Tuesday, August 12, 2014

Trailer Park Tuesday: The World According to Garp, RIP Robin Williams


Welcome to Trailer Park Tuesday, a showcase of new book trailers and, in a few cases, previews of book-related movies.

"T. S. Garp, huh?  What does the 'T. S.' stand for?"

Throughout the 1982 movie The World According to Garp, the question is answered several different ways: "Terribly Shy," "Terribly Sexy," and "Terribly Sad."

Today, like the rest of my generation who grew up holding out split fingers and saying, "Na-nu, na-nu," I'm Terribly Sad.  News of Robin Williams' death punched the wind out of my sails when I saw the email alert last night.  The words "Comedian Robin Williams found dead" just didn't make sense.  As Tom Shales noted in his tribute at The Daily Beast, "On television, the death on Monday of actor and comedian Robin Williams was hyped as 'Breaking News,' but they could justifiably have filed it under 'heartbreaking news' as well."  Though Williams' career had its peaks and valleys (perhaps too many valleys for a man of his gifts), the best years were his early ones.  In the late 1970s, when Robin Williams was unleashed on the world (in his stand-up comedy acts, the Mork and Mindy series, and even the under-appreciated movie Popeye), it was as if a furnace door had opened and we were caught in the blast of his improvisational heat.  He was a manic tornado of language and jokes--some of them sticking, some missing--in routines that literally left me breathless.  Words whipped past our ears at Tasmanian Devil speed; good luck catching all of them.

He dialed down the comedy a little bit for the big-screen treatment of John Irving's novel The World According to Garp, but he channeled the leftover energy into the dramatic side of T. S. Garp, a writer living in the shadow of his overbearing mother (Glenn Close).  The humor in both the movie and the book is dark...but delicious.  This may not be Robin Williams' best performances; but for me, it's one of the most memorable.  I can still remember when and where I was when I saw it for the first time: September 1982 in a Laramie, Wyoming movie theater.  As the movie opens, we see a baby being tossed in the air as The Beatles' "When I'm Sixty-Four" plays in the background.  Robin Williams died at 63--caught, perhaps, in the dark anxiety Garp calls "the Under Toad."

Today, while others remember Robin Williams with clips from movies like The Dead Poets Society, Good Will Hunting, Mrs.

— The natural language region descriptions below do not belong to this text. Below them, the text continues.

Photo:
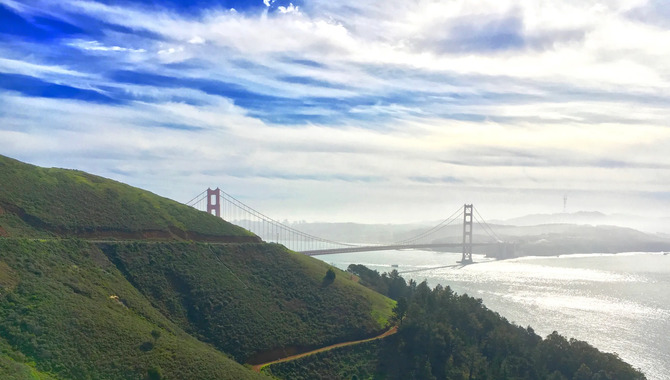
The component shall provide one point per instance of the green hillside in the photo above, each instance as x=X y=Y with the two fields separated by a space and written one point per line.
x=449 y=336
x=65 y=310
x=44 y=202
x=102 y=280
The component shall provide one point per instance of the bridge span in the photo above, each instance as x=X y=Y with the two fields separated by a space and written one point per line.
x=371 y=248
x=223 y=205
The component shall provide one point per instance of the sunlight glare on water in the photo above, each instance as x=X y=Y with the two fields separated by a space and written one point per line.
x=618 y=303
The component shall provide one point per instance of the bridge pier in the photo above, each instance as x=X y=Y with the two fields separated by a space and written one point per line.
x=213 y=201
x=467 y=234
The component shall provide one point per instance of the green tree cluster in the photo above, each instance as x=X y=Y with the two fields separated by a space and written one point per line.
x=444 y=335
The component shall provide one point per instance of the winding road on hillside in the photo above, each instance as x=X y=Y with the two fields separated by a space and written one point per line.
x=389 y=332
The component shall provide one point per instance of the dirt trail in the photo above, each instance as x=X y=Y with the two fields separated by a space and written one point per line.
x=390 y=331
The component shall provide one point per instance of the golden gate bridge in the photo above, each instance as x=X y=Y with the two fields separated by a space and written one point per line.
x=223 y=205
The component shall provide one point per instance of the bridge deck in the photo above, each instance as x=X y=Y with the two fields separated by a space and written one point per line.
x=371 y=248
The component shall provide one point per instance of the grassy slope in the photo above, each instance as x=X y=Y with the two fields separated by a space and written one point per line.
x=65 y=307
x=253 y=301
x=37 y=201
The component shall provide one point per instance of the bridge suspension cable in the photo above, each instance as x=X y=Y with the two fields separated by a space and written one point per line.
x=271 y=230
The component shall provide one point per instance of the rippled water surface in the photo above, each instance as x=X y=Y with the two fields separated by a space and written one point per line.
x=618 y=303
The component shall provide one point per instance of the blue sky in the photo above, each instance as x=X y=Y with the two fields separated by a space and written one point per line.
x=349 y=110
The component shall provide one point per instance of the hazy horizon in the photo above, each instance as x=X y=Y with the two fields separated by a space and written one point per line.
x=349 y=111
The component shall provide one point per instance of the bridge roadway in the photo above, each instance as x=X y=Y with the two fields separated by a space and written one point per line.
x=370 y=248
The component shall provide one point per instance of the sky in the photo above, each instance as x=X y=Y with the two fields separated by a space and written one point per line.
x=361 y=111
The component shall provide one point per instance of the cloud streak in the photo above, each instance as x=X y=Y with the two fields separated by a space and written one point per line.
x=403 y=104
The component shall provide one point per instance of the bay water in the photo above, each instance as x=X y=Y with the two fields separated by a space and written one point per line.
x=616 y=302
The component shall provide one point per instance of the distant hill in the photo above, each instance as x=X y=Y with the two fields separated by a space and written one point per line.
x=102 y=280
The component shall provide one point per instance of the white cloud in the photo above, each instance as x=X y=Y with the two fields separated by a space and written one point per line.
x=582 y=96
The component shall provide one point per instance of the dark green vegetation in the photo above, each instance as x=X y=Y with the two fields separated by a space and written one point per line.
x=450 y=336
x=256 y=302
x=44 y=202
x=148 y=295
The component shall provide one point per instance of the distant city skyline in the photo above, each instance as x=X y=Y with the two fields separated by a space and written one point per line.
x=349 y=111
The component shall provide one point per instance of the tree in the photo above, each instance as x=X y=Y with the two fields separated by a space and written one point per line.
x=400 y=309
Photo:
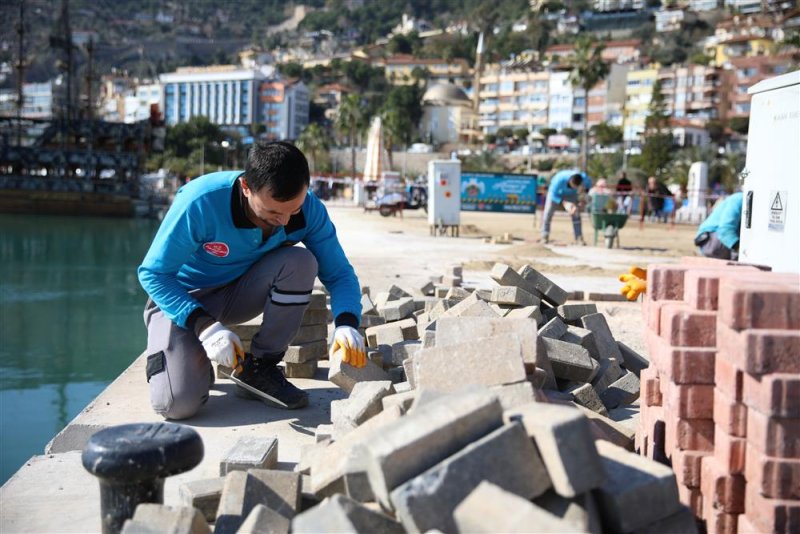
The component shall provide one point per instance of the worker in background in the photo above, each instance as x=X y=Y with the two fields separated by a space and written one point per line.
x=657 y=194
x=564 y=190
x=718 y=235
x=222 y=256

Doubtfire and Good, Morning Vietnam (all good performances), I thought I'd pay tribute to him with the trailer and some clips from Garp--even though watching them makes me Terribly Sad.

The trailer:



"The chances of another plane hitting this house are astronomical.  She's been pre-disastered.  We'll be safe here."  (By the way, the pilot in this scene is the movie's director, George Roy Hill.)